Flüchtlinge an Hochschulen: Alan Kilo ist über den Balkan von Syrien nach Deutschland geflohen. In Passau will er bleiben.

Alan Kilo ist über den Balkan von Syrien nach Deutschland geflohen. In Passau will er bleiben.

(Foto: Anna Driftschröer)

"Von Mechatroniker über Lehrer bis Arzt oder Professor decken die Kursteilnehmer die komplette Bandbreite ab", sagt Hanna Fink, die selbst an der Uni studiert und bereits ihren zweiten ESG-Sprachkurs leitet. Gemeinsam mit ihrem Kommilitonen Patrick Muñoz Rodriguez steht sie vor den fast 30 Teilnehmern, fast ausschließlich Männer. "Heute lernen wir die Zahlen", sagt Muñoz Rodriguez zur Klasse. Ein Eritreer liest in gebrochenem Deutsch leise von einem Arbeitsblatt ab: "Der Schrank kostet sechsundfünfzig Euro." Die deutsche Sprache ist schwierig, sagen einige Teilnehmer später. Doch sie brauchen das Zertifikat, um arbeiten oder studieren zu können.

Die Sprache stellt nicht die einzige Hürde für die Flüchtlinge an der Uni dar. Alan Kilo hat Glück, er konnte trotz der riskanten Flucht all seine Zeugnisse mit nach Deutschland bringen. Aber was ist, wenn man keinerlei Nachweise über einen Schulabschluss oder abgeschlossenes Studium hat? "Zunächst muss der Bewerber versuchen, Zweitschriften aus seinem Heimatland einzuholen. Gelingt das nicht, wird geschaut, wie auf anderen Wegen ein Nachweis erbracht werden kann", erklärt Martin Kuulmann.
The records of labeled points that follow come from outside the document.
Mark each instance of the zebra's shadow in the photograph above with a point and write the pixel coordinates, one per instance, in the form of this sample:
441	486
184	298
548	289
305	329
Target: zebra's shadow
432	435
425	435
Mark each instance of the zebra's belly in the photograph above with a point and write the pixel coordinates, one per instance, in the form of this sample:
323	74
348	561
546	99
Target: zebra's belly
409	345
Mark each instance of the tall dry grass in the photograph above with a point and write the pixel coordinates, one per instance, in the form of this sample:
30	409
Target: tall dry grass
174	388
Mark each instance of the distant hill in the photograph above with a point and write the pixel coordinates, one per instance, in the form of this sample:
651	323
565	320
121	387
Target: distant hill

Das können beispielsweise Interviews mit den Studieninteressierten sowie Eignungstests sein, um ihre Studierfähigkeit zu prüfen. So hieß es jedenfalls kürzlich im Werkstattgespräch der Hochschulrektorenkonferenz.

Mentoren helfen bei der Orientierung

Studienberater Kuulmann spricht mit den Bewerbern auch über das heikle Thema Finanzierung. Zwar gibt es in Bayern keine Studiengebühren mehr, bislang sind jedoch die anfallenden Semesterbeiträge "von den Geflüchteten selbst aufzubringen", heißt es nach aktueller Rechtslage. Anspruch auf finanzielle Unterstützung vom Staat haben bislang nur anerkannte Asylberechtigte unabhängig davon, wie lange sie schon in Deutschland sind, sowie vom kommenden Jahr an auch Geduldete nach 15 Monaten Aufenthalt. Das kündigte das Bundesministerium für Bildung und Forschung an.
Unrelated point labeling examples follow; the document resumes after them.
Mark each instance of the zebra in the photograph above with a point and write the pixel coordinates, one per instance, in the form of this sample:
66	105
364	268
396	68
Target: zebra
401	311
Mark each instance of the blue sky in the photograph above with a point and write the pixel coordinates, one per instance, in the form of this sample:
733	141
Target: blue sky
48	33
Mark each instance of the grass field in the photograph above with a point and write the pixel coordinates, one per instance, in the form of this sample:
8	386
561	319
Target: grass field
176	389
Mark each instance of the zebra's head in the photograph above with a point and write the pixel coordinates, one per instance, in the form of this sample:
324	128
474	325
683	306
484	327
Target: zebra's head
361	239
Neben der ganzen Bürokratie ist es für die meisten Flüchtlinge in Passau jetzt aber erst einmal wichtig, sich zu orientieren. Dabei hilft das neue Mentoring-Programm der Studentenvertretung. Die Idee dahinter: Flüchtlinge sollen mit "Studenten in Kontakt kommen, den Campus kennenlernen und in Vorlesungen reinschnuppern", sagt Florian Kombrecht von der Studentenvertretung. Seit einigen Wochen schauen bei ihm ab und zu Neuankömmlinge vorbei, die sich informieren wollen oder Ansprechpartner suchen. "Wir vermitteln ihnen dann Kontakte zu Fachschaften oder Gruppen wie dem Asylcafé oder dem Frauencafé, die sich alle zwei Wochen treffen", sagt Kombrecht. Erstmals haben Flüchtlinge auch die Gelegenheit, ausgewählte Vorlesungen zu besuchen. Prüfungen dürfen sie ohne Einschreibung allerdings nicht ablegen.
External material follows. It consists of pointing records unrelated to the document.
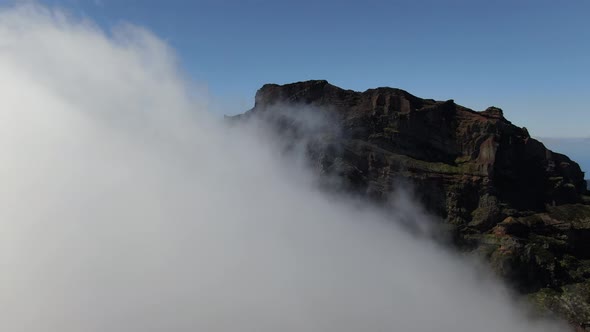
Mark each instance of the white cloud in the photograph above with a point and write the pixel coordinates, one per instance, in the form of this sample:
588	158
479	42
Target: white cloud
124	206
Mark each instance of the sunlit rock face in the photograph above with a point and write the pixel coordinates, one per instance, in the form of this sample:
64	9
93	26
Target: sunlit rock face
502	194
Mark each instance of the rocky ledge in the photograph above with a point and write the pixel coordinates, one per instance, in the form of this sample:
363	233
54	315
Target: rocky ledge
501	193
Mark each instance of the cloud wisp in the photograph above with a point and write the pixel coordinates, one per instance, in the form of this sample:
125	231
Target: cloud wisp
126	207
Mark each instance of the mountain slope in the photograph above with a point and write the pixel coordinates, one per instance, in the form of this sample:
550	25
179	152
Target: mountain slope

Über das Interesse der Flüchtlinge an der Uni Passau freut sich Ursula Reutner, auch wenn der große Ansturm bei der Studienberatung noch ausgeblieben ist. "Seit Jahren versuchen wir mehr internationale Studierende zu gewinnen - jetzt sind sie da", sagt Reutner. Überfüllte Hörsäle fürchtet sie bislang nicht. "Momentan ist die Zahl der in Frage kommenden Studierenden noch überschaubar." Ausbauen will sie das Angebot für Flüchtlinge dennoch. "Da kann und möchte die Uni einen wichtigen Beitrag zur Integration leisten."